To improve levels of customer service, Mteto converted 2,000 temps into permanent employees. This upped customer satisfaction, while reducing employee churn. Altron also invested substantially in training young graduates in a two-year partnership with GIBS. Many of these graduates, most from previously disadvantaged backgrounds, are now top contributors within the organisation.
Transparent communications are key to any change management process. Here, Mteto introduced an annual kick-off event to recognise employees’ achievements and to share the company’s priorities for the year.
This event happens early in the company’s new financial year. Altron leaders speak about the goals for their business units while exco leaders share progress on human resources, marketing, financials, and operations. The company celebrates individuals with awards linked to the values and performance. “You can’t get to the middle of the year and only then assign KPIs to teams and individuals. It is important to have these in place when the year begins,” he added.
The company also hosts monthly staff updates where employees are informed of progress made.
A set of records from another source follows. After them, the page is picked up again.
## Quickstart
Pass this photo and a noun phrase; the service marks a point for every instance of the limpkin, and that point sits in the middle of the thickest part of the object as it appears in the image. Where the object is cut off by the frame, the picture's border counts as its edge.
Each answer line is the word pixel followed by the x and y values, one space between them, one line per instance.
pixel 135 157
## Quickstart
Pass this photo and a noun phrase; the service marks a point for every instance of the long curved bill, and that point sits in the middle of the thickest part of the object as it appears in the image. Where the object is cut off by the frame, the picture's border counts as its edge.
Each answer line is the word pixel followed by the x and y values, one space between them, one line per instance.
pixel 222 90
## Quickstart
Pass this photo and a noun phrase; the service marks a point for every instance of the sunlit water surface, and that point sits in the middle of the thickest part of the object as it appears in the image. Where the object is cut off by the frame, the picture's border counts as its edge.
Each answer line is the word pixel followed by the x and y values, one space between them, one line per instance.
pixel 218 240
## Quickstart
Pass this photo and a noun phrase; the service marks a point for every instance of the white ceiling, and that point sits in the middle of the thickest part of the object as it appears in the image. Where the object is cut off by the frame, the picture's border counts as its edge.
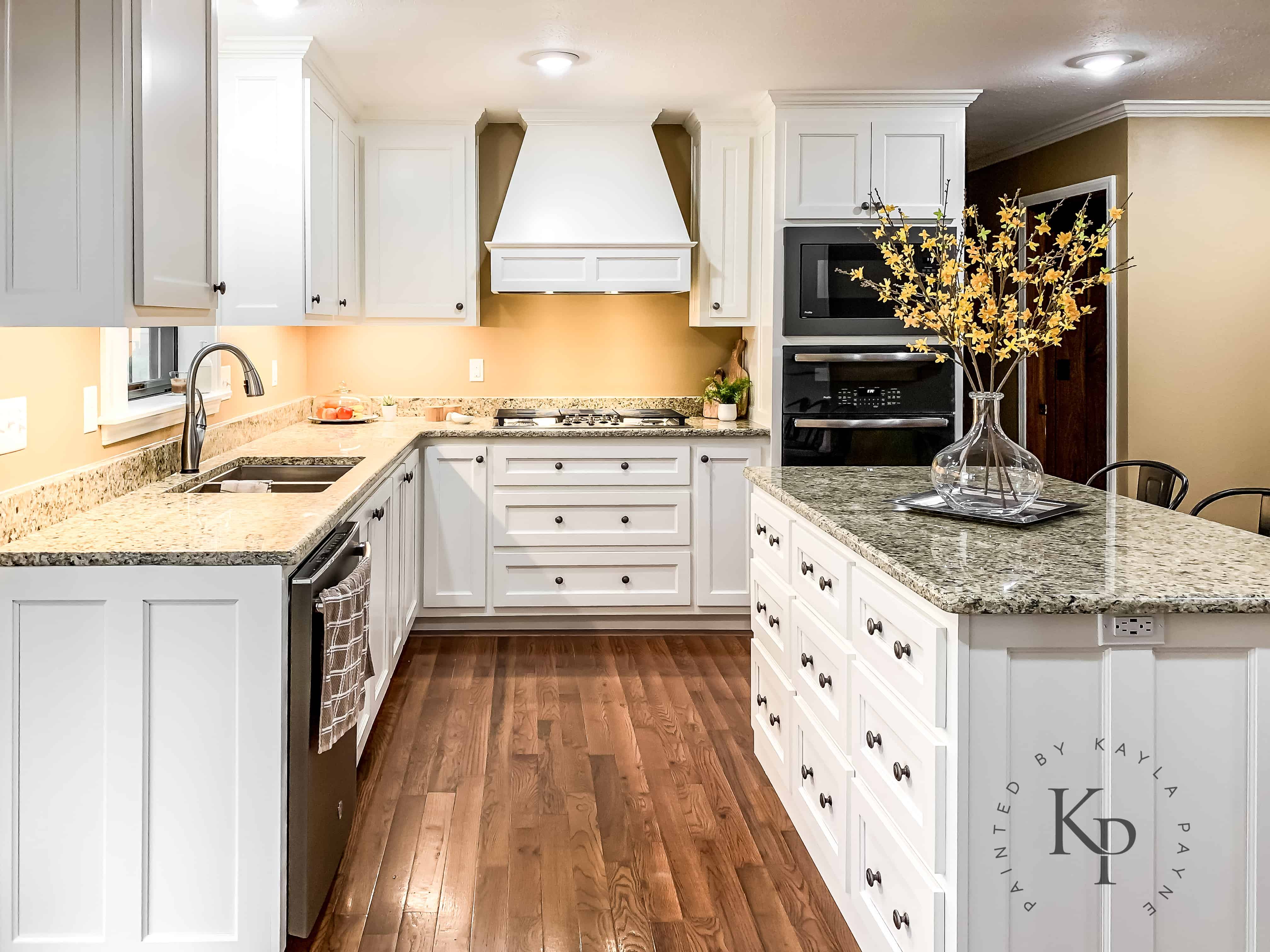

Mteto likes to add an element of fun by bringing in actors or comedians. He believes that one of the top reasons people leave is due to a lack of communication.
He also spends time with first line management to understand whether the strategy is understood and being rolled out successfully. “I spent the best part of three months soliciting feedback from managers. It is through this feedback they become more committed to Altron. The feedback was that they’d like see us accelerate the value drive within the company,” Mteto concluded.
The audience responded enthusiastically in the chat, thanking Mteto for sharing his inspirational story so candidly, and CHRO South Africa for a powerful virtual event.